In the study of aging and dementia (Experiment 2), each participant was assessed with the Washington University Clinical Dementia Rating (CDR)²⁹; subjects with CDR greater than or equal to 0.5 are classified as dementia of Alzheimer’s type. For the demented group, there were 33 subjects with CDR=0.5 and 17 subjects with CDR=1. A widely used definition for mild cognitive impairment (MCI) is CDR=0.5³⁴. Therefore, the biomarkers detected in our experiment are for dementia of Alzheimer’s type. In the future, we will apply BBM to a dataset centering on MCI, and investigate the interactions among aging, mild cognitive impairment, and brain regional volumes.
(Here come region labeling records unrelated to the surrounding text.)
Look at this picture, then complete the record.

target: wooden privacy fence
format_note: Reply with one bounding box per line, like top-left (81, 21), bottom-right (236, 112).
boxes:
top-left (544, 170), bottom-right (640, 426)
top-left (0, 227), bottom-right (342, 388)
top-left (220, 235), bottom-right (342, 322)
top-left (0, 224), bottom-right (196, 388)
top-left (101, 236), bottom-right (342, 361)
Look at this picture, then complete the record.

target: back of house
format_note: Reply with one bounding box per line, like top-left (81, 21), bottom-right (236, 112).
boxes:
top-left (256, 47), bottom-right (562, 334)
This could shed light on the overlapping atrophy patterns of aging and mild cognitive impairment.

In this paper, we based these analyses on discrete Bayesian networks. Using discrete BNs for these analyses required that we threshold all continuous variables, possibly leading to loss of information. An alternative approach is to use hybrid networks. Hybrid Bayesian networks can incorporate a combination of continuous and discrete variables. A discrete node, Y_i, cannot have continuous parents; and the conditional probability of Y_i can be parameterized as θ_ijk=P(Y_i = k | pa(Y_i) = j). For a continuous node Z_i, the conditional probability is a Gaussian linear regression on the continuous parents with parameters depending on the configuration of the discrete parents. Each of these two model types (discrete and hybrid BNs) has benefits and drawbacks. A hybrid BN does not suffer from information loss caused by thresholding; however, it can detect only those dependencies that are close to linear. The discrete BN may suffer from information loss during thresholding; however, it can model arbitrary nonlinear interactions among variables. In fact, a discrete BN can model any joint distribution over discrete variables¹¹; it therefore has the potential to model interesting and important interactions that cannot be modeled using a hybrid network.
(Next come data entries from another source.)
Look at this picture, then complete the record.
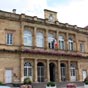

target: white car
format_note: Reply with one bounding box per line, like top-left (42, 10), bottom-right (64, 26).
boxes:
top-left (0, 86), bottom-right (11, 88)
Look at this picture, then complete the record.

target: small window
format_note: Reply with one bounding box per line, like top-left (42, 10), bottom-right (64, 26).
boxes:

Delineating brain-behavior associations is a process in which we model interactions among structure and function variables. It is not a classification problem, in which the primary goal is to predict a single group membership variable based on a set of brain regions. There are two major differences between brain-behavior modeling and classification. First, the output of a brain-behavior modeling method is a descriptive model that links specific brain structure measures to specific cognitive functions, instead of a predictive model. Second, brain-behavior modeling usually incorporates several function variables (in the double dissociation method, we have two function variables), whereas classification centers on one function variable.

One way to address the problem of establishing associations among a set of function variables and a set of brain regions is to consider it as a multiple-input multiple-output system (MIMO) modeling problem¹. Then existing methods such as dependent Gaussian process models³⁵ can be used to solve this problem. One of the advantages of the BN-based method is that the generated model is declarative³⁶. The interactions among brain regions and function variables are represented by a network model which is intuitive.
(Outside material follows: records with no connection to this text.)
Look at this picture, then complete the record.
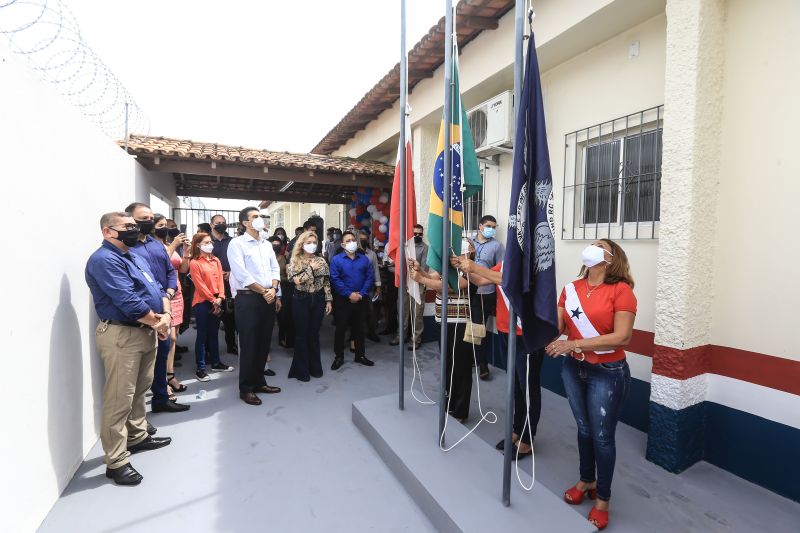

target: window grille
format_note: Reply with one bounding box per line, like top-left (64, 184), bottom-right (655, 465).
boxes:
top-left (561, 106), bottom-right (664, 240)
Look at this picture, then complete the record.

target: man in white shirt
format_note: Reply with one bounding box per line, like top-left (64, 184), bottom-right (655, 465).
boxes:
top-left (228, 207), bottom-right (281, 405)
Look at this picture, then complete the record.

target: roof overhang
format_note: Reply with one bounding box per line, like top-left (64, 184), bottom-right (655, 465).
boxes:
top-left (119, 135), bottom-right (394, 204)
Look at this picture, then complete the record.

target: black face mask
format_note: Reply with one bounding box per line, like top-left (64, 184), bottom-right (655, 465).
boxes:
top-left (136, 220), bottom-right (156, 235)
top-left (114, 229), bottom-right (140, 248)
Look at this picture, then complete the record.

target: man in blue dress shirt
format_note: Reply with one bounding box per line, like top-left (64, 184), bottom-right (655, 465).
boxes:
top-left (330, 231), bottom-right (375, 370)
top-left (125, 202), bottom-right (191, 413)
top-left (86, 212), bottom-right (172, 485)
BBM is atlas-based. The advantage of the atlas-based approach is its computational tractability and reproducibility³⁷. However, it requires a pre-defined atlas. An alternative approach is jointly grouping voxels into brain regions and detecting the Markov blanket of the clinical variable^38–40. We plan to extend our current work to incorporate brain parcellation into the algorithm.

In summary, BBM is a powerful data-driven method for delineating structure-function associations. It does not require a pre-specified model, and can generate a model to describing interactions among brain regions and function variables.